When the women sit out, the men have to cook, and that was how my grandfather and most Brahmin men learned how to cook.

Now, when Sowmya has her period, my mother comes and cooks or Lata does it. After all, it was not right for the man of the house to spend any time in the kitchen when he had grown daughters.

I wondered if
Ammamma
knew how to cook—she must, I rationalized. Her parents would never have permitted her not to learn. I wondered why Ma never encouraged me to cook. She was always trying to get me out of the kitchen: “You will mess everything up and then I will have to clean it.

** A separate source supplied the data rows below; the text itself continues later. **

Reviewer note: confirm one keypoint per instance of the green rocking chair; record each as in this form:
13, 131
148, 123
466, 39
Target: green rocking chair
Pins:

Just stay out of here and let me deal with my headache. . . . I don’t need any help.”

I learned to cook a few dishes but all in all there was no way I could cook a meal for several people the way Sowmya or Ma could.

When I used to complain to
Nanna
that Ma would not let me cook, he would say that I was going to be a “career woman” and didn’t need to learn how to cook. “You will make lots of money and you can just hire a cook. No chopping and dicing for my little princess.”

To Ma cleanliness
was
next to godliness and there was no way in this big wide earth that she would let anyone besides herself cook in her kitchen. After a while my enthusiasm also waned and I just never got around to learning the most important art of all for a woman, cooking.

I heard the rumble of the metal gate being opened and I twisted my head to look out the kitchen window.

“That must be Neelima,” Sowmya said, as she loaded the cups on a tray. “You take this out and I will make sure they don’t kill her with the mango knives.”

Neelima looked exactly like the kind of person I thought Anand would marry. She was tiny, five feet no inches, and she was very pretty and perky with her shoulder-length hair swishing around her face whenever she talked. She smiled sweetly and looked like a doll in her beautiful red sari.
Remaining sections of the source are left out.